Thursday, June 4, 2015

Breaking the Rules

There are sets of rules that govern everything from doing laundry to doing back flips. And until you learn the rules, you shouldn't even consider breaking them. It's only sort of like this:
One of my favorite stories regards Pablo Picasso, you know, the same Picasso who expressed some of the most intriguing perspectives through his artwork? He started with the basics. He studied the masters and developed his skill before experimenting with his own style. Granted, I think this is pretty customary for serious artists, but I have never forgotten his story.

At the LDS Storymakers conference this year, authors Julie Wright and J. Scott Savage outlined some of the basic rules of writing and how effective writers break them. Let me just say I wanted to utter a loud WAHOO! But I'm a lady, so I kept the wahooing to a minimum.

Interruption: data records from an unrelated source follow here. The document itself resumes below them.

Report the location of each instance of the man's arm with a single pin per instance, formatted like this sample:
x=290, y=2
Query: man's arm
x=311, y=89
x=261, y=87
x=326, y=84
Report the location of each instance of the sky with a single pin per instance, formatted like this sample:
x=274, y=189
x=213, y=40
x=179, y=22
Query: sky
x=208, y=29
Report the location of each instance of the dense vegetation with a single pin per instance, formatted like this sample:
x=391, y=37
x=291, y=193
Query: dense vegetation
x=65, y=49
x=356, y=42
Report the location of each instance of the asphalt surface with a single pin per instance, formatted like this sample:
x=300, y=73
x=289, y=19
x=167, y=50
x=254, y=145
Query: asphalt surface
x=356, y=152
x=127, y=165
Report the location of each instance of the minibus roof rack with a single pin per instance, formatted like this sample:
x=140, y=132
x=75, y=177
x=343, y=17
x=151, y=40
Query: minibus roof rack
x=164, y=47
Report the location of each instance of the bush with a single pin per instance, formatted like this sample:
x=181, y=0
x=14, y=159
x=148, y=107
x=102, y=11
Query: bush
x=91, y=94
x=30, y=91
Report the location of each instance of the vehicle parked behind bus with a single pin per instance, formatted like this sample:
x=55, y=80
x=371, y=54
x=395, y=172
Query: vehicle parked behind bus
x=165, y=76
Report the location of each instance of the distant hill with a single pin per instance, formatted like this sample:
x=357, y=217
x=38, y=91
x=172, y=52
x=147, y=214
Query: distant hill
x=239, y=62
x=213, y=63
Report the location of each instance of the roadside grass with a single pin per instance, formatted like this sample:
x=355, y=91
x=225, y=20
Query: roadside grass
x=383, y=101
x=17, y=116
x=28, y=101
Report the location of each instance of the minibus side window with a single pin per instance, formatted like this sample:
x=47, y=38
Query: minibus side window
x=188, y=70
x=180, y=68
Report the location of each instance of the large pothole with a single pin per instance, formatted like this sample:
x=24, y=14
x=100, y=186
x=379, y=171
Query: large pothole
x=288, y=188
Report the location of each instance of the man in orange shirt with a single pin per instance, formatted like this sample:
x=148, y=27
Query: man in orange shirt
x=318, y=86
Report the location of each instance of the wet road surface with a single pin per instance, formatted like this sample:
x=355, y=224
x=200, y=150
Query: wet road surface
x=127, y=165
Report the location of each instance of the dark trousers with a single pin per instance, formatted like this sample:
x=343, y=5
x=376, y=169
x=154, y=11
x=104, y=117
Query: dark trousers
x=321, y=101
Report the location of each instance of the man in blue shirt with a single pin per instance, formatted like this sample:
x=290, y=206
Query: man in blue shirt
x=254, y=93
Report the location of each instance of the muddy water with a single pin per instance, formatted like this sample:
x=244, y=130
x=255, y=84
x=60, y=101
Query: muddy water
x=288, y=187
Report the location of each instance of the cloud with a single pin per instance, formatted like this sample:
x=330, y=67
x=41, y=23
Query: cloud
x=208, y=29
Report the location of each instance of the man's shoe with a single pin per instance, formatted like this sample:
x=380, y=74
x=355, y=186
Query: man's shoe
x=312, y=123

In my couple of years in the writing community, I've heard all of the following:

Show don't tell
Don't use flashbacks
Start with a BANG
Don't use adverbs, adjectives, and/or flowery language

And let's be honest, there are a ton of others. Some of them are legitimate and let's be honest, some are made up. The job of the writer is to learn the rationale behind the rule. For instance, writers are encouraged to show as much as possible to activate the reader's senses and encourage them to experience the story alongside the characters. Telling moves the story along, but doesn't engage the audience as fully.

Once you've learned the rules and the rationale behind them, there are really only a few things you need to worry about:

Spin your tale clearly & in the most engaging way possible
Develop a great plot, interesting characters, & use skillful storytelling to get the audience invested
Know the rules, use them well, but don't be married to them

All great authors break the rules in one way or another. If you write well, your own style will take center stage and no one will care if you use flashbacks or tell instead of show because you will do it to move the characters and their story forward. My favorite bit from Julie and Scott's presentation was this advice: Whatever literary device you use, make sure the payoff is worth it. Yes, my dears, there will always be critics who will ask for more or less from you. Unless they are saying something helpful, ignore them and keep on writing.

Need more Writing Tips? Try Verbosity (yep, I'm all over using large, colorful words...appropriately), The Good, The Bad, and the Meh (on dealing with reviews), Jot it Down, Dang it!, Wannabes Need Not Apply (own your writerhood!), and the best writerly advice ever: Butt. In. Chair.


  1. Love this. Open any published book, and you'll see where the author broke the rules, sometimes very quickly (prologue, anyone?). You're on point to say our primary concern should be to weave the most engaging tale possible.

    1. Exactly! Everyone breaks the rules. There just has to be a legitimate reason & fabulous storytelling to back you up, but it totally works. Thanks, Allison!

  2. Totally agree. I love reading and writing flashbacks. So there :)

    1. Becoming Beauty is riddled with them! So it's good if I can get away with it. :) Thanks, Terry! Lots of love to you!